Саландра внезапно остановилась. Инди с разгону наткнулся на нее, поскользнулся и заплясал на одной ноге, пытаясь удержать равновесие. Саландра подхватила его под руку и рассмеялась.
– Не волнуйся, мы уже далеко от обрыва, но скоро придется карабкаться на гору.
– Как это скоро? По-моему, мы только этим и занимаемся, – буркнул Инди.
– Нет, на этот раз придется карабкаться по-настоящему.
Инди вгляделся во тьму и потряс головой. По сравнению с Саландрой он просто крот.
– Ты не знаешь, на что похож желудок этой Миньйокоа?
– Это лабиринт. На него-то мы и смотрим.
– Это ты на него смотришь. Я не вижу собственной руки и не смогу найти не только выход из лабиринта, а даже вход в него.
– На-ка, глотни налкэ, – она протянула ему флягу, смахивающую на изрядный бурдюк.
– Не нужна мне икра. Я прекрасно себя чувствую.
– Это поможет твоему зрению. Кроме того, налкэ подкрепит тебя. Ты забудешь о голоде на долгие часы.
Инди глотнул густой, тягучей жидкости и скривился от обжегшей рот горечи. Хоть налкэ исцелил его от жажды и ломоты в суставах, но Инди так и не отделался от предубеждения против этого напитка. Неизвестно, какое побочное действие окажет это зелье. Впрочем, задумываться об этом уже поздно.
Тропа стала круче и трудней, но зато теперь Инди видел окружающие предметы.
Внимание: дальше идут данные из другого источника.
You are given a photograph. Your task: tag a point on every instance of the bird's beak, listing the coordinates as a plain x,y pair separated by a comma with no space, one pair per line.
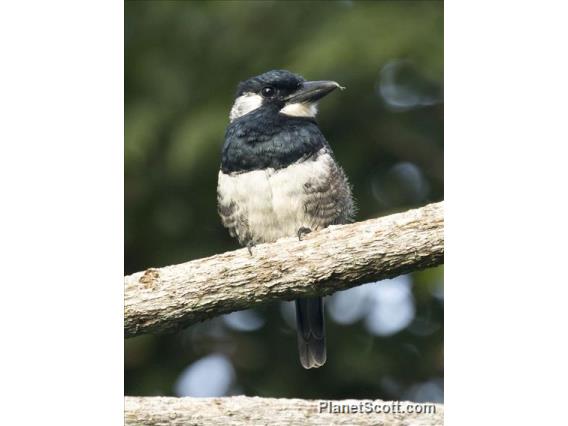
312,91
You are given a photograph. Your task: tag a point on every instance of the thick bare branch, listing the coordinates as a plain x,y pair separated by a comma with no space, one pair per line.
326,261
242,410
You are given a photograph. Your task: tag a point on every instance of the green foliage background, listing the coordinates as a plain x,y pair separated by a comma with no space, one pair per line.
183,61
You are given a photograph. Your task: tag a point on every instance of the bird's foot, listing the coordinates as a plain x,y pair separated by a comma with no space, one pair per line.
250,245
303,231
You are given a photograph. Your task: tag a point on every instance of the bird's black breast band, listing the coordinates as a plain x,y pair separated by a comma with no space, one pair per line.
260,140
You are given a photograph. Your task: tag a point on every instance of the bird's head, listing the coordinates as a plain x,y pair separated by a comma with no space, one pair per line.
282,92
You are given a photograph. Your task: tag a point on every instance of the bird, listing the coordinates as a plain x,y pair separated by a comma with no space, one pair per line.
279,178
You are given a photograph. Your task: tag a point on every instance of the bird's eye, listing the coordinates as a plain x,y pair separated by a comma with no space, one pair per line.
268,92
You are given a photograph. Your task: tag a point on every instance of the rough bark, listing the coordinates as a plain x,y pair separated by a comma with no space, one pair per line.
336,258
242,410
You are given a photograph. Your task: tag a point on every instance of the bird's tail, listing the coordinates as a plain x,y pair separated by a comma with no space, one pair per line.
311,332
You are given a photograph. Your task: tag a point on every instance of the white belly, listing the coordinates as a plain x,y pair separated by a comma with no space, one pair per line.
272,202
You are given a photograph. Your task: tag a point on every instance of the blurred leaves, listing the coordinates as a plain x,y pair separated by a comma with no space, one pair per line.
183,61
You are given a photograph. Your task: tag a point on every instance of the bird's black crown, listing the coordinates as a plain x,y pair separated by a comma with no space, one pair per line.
279,80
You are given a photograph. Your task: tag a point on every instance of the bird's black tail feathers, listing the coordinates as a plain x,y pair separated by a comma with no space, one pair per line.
311,332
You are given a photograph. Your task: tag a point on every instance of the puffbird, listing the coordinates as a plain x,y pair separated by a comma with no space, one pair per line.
279,178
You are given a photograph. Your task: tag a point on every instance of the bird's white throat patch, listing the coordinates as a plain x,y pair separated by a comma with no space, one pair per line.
244,104
248,102
300,110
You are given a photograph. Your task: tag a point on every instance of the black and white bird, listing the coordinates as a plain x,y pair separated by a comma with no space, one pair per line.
279,178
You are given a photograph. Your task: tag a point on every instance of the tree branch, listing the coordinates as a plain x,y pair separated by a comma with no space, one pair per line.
335,258
242,410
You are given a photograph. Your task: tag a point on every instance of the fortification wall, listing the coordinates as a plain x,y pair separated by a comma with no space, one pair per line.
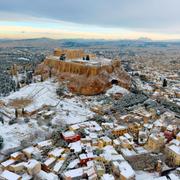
72,53
77,68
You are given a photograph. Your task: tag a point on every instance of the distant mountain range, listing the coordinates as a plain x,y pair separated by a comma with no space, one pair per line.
82,43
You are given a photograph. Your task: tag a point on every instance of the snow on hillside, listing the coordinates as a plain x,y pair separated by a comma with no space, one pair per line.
42,93
14,134
66,111
117,89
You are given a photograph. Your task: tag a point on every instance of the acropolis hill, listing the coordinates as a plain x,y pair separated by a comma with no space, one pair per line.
86,74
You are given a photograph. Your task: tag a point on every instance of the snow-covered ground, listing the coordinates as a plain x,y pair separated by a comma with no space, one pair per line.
117,89
142,175
66,111
15,133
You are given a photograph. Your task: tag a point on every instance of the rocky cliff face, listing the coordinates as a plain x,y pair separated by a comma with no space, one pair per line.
86,79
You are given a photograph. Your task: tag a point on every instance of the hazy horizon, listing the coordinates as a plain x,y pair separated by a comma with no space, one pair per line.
90,19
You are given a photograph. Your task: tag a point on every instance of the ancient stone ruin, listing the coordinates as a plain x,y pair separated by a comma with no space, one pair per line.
84,73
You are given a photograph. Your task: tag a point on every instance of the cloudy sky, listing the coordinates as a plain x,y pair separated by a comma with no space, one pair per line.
107,19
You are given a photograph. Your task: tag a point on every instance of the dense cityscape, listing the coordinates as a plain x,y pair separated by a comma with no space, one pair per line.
89,110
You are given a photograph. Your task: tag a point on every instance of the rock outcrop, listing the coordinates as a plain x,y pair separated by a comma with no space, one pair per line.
83,77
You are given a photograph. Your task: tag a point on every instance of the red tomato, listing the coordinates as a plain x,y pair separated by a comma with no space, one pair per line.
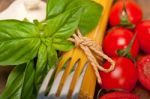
143,34
119,95
119,38
144,71
124,76
131,9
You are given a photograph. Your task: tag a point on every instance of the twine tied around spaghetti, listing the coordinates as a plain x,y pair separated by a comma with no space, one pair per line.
89,47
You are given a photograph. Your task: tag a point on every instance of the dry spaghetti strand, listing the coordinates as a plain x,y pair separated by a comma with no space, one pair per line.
89,47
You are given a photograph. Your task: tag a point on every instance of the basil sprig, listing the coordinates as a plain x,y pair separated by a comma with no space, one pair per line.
32,47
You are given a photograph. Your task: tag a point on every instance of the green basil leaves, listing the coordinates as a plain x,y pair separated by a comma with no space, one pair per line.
32,47
19,42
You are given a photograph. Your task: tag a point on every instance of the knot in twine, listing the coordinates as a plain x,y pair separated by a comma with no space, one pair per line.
89,47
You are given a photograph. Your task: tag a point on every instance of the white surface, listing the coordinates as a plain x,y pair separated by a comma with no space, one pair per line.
20,9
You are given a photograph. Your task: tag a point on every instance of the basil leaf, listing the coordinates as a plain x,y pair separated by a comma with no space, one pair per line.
62,45
20,82
55,7
90,15
19,42
52,55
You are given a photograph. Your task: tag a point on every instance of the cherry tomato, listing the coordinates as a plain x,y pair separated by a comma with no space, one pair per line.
143,34
144,71
119,95
125,12
117,39
124,76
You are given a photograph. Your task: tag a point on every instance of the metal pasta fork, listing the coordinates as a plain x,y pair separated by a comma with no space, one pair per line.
77,80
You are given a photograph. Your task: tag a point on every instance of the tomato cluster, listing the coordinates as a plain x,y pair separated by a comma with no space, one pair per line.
128,36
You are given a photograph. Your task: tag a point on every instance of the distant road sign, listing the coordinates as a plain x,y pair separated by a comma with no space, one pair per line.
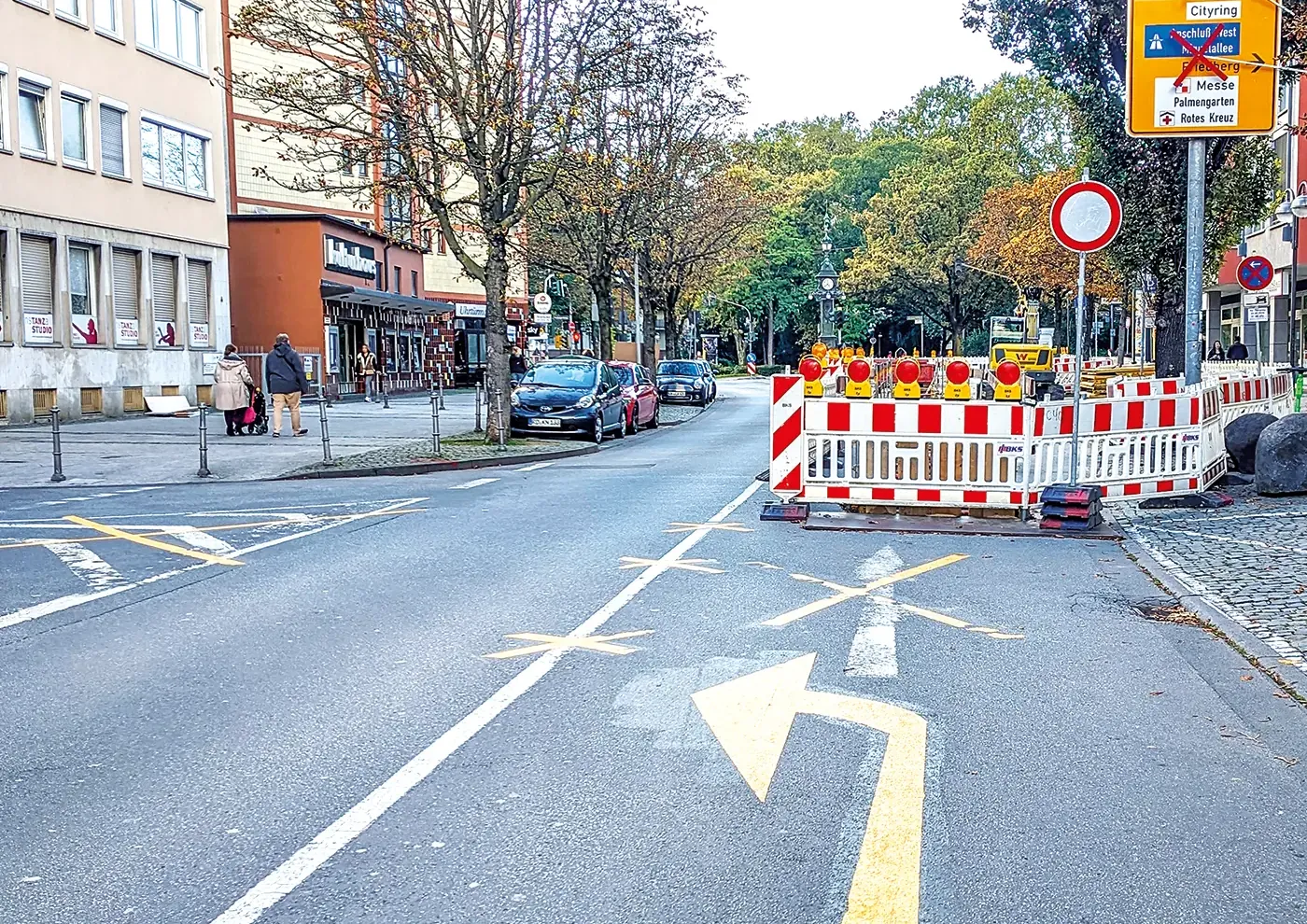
1202,67
1255,273
1085,216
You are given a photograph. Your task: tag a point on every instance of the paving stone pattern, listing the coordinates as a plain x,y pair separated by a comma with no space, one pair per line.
1247,560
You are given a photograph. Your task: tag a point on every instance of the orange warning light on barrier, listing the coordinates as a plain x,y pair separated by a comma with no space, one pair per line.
958,382
810,369
1006,382
859,375
907,371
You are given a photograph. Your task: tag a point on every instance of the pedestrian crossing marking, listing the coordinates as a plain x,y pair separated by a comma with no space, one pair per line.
600,643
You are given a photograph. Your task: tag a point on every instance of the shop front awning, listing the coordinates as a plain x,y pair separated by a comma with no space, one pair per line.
374,298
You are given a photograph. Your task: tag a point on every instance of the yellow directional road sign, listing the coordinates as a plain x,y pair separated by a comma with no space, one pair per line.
751,718
1202,67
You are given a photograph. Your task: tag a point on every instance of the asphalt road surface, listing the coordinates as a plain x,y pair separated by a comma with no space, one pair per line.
603,692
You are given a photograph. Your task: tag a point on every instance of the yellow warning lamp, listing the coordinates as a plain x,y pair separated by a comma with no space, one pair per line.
907,374
859,379
957,385
810,369
1006,382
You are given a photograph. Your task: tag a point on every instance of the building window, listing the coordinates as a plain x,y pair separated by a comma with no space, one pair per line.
113,140
81,293
198,302
36,287
172,28
127,298
32,118
108,17
174,159
72,127
163,291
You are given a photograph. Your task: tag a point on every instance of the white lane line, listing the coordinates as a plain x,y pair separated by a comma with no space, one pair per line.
474,483
68,601
302,864
198,539
873,651
98,574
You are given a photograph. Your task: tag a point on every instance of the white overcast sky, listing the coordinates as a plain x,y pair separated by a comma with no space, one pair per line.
808,58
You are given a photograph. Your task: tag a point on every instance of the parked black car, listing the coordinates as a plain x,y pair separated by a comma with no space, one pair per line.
682,381
572,395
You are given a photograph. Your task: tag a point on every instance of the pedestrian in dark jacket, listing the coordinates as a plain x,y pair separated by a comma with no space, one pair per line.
287,383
Из тьмы появилась Саландра, казавшаяся раньше бесплотным голосом. Инди увидел мерную поступь ее длинных ног, ее медовые волосы, ее тонкую талию.
– Стало светлее, – заметил он.
– Нет, это от налкэ. – Саландра уступила дорогу, и он пошел первым. Перебираясь через валуны и прокладывая путь по крутому склону, Инди все чаще возвращался мыслями к тому, как хотел бы вырваться отсюда, вернуться к нормальной жизни.
– Ты не знаешь, где мы вылезем?
– Нет, но уверена, что в каком-нибудь священном месте.
– Ты имеешь в виду церковь?
– Быть может.
Инди представилось, как он пробирается через подвал какой-нибудь колониальной церкви в южноамериканской столице. Вот они появляются из-за пышного позолоченного алтаря и проходят мимо статуй святых и Девы Марии с младенцем Христом. Звучит орган, а на скамьях под красочными витражами стоят коленопреклоненные крестьяне. Инди покидает церковь и выходит в родной мир – хоть и не идеальный, зато цельный и осмысленный. Потом телеграфирует Маркусу, что жив и здоров, и направляется в Нью-Йорк. Никогда еще Манхэттен не был так прекрасен.
– А что ты намерена предпринять, когда мы выкарабкаемся? – поинтересовался Инди, сосредоточенно разглядывая карниз футах в двадцати над головой, плавно уходящий под углом вверх. Если из заваленной камнями лощины перебраться туда, можно сэкономить массу времени и усилий.